The sheet was in her way, the wind blew it into her face, it was a cool wind and she couldn’t see the children, only a girl from the building next door standing hesitantly in the entrance. Helene got the final clothes peg over the sheet and turned. Where was the wretched boy? She was often glad when he was out and about on his own, so that she could work in peace; he had friends, he was becoming independent, one day he wouldn’t need her any more, but now she wanted to know where he was. How on earth had he learned that rhyme? Marzipan is bad for you. Because of the bitter almond flavour? Like cyanide? There had been no Jews in Stettin for almost three years, none at all, they’d all been taken away.

Have you seen my Peter? Helene asked the girl in the doorway. She shook her head: no, she didn’t know where he was.

Helene waited for him, with his supper ready. Food was rationed, the grocer’s wife had let her have an egg, quarter of a litre of milk and a lettuce; she had bought a mackerel from the old fishwife’s daughter down on the quay; she had stuffed it with her last little bit of butter and a dried sage leaf, and baked it in the stove. Peter liked baked fish. When he came in, both his knees were grazed and a scab on his elbow was coming off. His hands were black and he had a streak of coal dust on his nose. His eyes were shining; he’d obviously been having fun.

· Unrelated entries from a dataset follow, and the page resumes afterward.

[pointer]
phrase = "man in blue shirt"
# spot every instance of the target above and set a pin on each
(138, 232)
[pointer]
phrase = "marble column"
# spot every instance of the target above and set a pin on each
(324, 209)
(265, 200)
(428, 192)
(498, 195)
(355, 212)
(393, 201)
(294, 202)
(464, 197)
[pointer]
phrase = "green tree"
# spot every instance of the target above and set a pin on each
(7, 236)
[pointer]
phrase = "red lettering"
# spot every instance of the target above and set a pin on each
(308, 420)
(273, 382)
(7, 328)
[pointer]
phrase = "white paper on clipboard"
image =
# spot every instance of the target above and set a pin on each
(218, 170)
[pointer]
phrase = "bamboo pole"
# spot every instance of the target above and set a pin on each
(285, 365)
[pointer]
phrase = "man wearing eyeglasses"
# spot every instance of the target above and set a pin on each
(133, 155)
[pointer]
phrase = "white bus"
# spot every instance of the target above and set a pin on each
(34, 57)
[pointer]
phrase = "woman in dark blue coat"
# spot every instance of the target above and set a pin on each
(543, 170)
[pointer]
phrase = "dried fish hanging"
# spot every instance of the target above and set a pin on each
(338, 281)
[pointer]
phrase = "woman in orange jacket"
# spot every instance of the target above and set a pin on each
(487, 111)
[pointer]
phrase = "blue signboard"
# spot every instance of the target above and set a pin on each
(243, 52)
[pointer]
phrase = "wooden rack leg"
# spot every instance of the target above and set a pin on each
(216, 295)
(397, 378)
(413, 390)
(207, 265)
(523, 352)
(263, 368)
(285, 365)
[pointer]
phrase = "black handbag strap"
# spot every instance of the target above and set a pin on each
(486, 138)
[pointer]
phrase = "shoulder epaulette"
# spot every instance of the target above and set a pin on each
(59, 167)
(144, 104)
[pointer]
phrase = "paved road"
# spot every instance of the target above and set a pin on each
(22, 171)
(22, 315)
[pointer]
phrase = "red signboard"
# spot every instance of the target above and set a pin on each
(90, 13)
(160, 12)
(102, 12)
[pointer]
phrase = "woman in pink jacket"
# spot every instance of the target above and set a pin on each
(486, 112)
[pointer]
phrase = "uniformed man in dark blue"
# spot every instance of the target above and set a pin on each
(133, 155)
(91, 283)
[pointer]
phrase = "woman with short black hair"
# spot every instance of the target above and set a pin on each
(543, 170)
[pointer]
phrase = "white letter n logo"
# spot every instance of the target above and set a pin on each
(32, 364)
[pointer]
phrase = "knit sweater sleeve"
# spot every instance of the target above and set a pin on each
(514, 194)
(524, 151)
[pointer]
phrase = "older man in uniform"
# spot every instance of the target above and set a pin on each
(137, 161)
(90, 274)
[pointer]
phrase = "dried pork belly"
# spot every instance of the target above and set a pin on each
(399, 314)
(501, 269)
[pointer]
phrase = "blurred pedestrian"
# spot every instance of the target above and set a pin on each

Go and wash your hands, please, said Helene. It hardly even occurred to Peter not to do as his mother said. He washed his hands, scrubbed his nails with the nailbrush and sat down at the table.

And wash that coal dust off your face, please, said Helene.

I’m Black Peter, said Peter, laughing at the mention of the card game. He liked playing games and if the others laughed at him he laughed with them.

I heard you saying a rude rhyme just now, said Helene. She put the top half of the mackerel on Peter’s plate and cut the piece of bread in half.

Me?

Do you know what Jews are?

Peter shrugged uncertainly. He didn’t want to annoy his mother; nothing was further from his mind. People?

So why say a rude rhyme about them?

Peter shrugged again.

I don’t like it. Helene spoke soberly and sternly. I never want to hear it again, is that clear?